The ability to regulate small-molecule release from metallic nanoparticle substrates offers unprecedented opportunities for nanocarrier-based imaging, sensing, and drug-delivery applications. Herein we report a novel and highly specific release methodology off gold nanoparticle (AuNP) surfaces based on the bioorthogonal Staudinger-Bertozzi ligation. A thiol ligand bearing the molecular cargo, a Rhodamine B dye derivative, was synthesized and used to modify small water-soluble 5 nm AuNPs. Upon incorporation into the AuNP monolayer, we observed efficient quenching of the dye emission, resulting in a very low level of fluorescence emission that provided the baseline from which cargo release was monitored. We examined the ability of these AuNPs to react with azide molecules via Staudinger-Bertozzi ligation on the nanoparticle surface by monitoring the fluorescence emission after the introduction of an organic azide. We observed an immediate increase in emission intensity upon azide addition, which corresponded to the release of the dye into the bulk solution. The 31P NMR spectrum of the AuNP product also agrees with the formation of the ligation product. Thus this system represents a novel and highly specific release methodology off AuNP surfaces that can have potential applications in drug delivery, sensing, and materials science.

Towards the design of self-sorting nanomaterials through kinetically directed chemoselective control over interfacial surface chemistry.

A gold nanoparticle platform is described in which post-synthesis surface modifications can be conducted using kinetically-tunable strain-promoted cycloaddition chemistry, which is dependent on the electronic properties of the complementary dipolar species.
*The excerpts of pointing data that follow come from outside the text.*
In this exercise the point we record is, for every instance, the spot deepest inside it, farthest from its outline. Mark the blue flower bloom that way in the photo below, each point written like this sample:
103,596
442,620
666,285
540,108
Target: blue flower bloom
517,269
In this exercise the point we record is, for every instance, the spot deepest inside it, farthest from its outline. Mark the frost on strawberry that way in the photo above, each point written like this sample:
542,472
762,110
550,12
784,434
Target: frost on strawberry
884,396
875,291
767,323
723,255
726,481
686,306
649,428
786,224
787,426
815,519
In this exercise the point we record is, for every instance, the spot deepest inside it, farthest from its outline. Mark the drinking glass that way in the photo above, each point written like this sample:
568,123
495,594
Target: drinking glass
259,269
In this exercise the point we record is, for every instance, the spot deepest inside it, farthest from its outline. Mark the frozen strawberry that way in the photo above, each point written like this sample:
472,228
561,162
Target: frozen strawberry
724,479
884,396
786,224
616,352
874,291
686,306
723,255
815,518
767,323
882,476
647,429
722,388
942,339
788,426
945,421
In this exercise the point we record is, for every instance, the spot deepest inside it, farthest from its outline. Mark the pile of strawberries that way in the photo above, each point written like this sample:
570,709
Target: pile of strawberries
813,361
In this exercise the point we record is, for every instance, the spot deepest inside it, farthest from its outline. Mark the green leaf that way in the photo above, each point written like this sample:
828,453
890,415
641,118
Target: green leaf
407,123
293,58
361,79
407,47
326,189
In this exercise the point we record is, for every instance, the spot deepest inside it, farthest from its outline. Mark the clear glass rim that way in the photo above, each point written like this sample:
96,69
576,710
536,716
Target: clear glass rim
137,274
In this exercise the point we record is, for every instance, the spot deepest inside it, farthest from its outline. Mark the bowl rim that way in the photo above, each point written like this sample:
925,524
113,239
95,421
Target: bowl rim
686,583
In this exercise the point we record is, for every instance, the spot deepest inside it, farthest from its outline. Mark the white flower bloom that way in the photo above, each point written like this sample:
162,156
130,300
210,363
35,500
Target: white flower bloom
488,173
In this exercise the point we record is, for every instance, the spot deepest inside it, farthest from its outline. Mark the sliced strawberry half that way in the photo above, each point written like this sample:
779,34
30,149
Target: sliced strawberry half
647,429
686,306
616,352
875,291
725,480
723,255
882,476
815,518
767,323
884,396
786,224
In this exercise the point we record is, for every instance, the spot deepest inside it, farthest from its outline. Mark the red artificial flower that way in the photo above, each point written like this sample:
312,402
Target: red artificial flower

This permits chemoselective reactivity with one reactive dipole over another less reactive dipole, providing exciting opportinities for kinetically-directed self-sorting strategies.

Highly Electron-Deficient Pyridinium-Nitrones for Rapid and Tunable Inverse-Electron-Demand Strain-Promoted Alkyne-Nitrone Cycloaddition.

Highly accelerated inverse-electron-demand strain-promoted alkyne-nitrone cycloaddition (IED SPANC) between a stable cyclooctyne (bicyclo[6.1.0]nonyne (BCN)) and nitrones delocalized into a Cα-pyridinium functionality is reported, with the most electron-deficient "pyridinium-nitrone" displaying among the most rapid cycloadditions to BCN that is currently reported. Density functional theory (DFT) and X-ray crystallography are explored to rationalize the effects of N- and Cα-substituent modifications at the nitrone on IED SPANC reaction kinetics and the overall rapid reactivity of pyridinium-delocalized nitrones.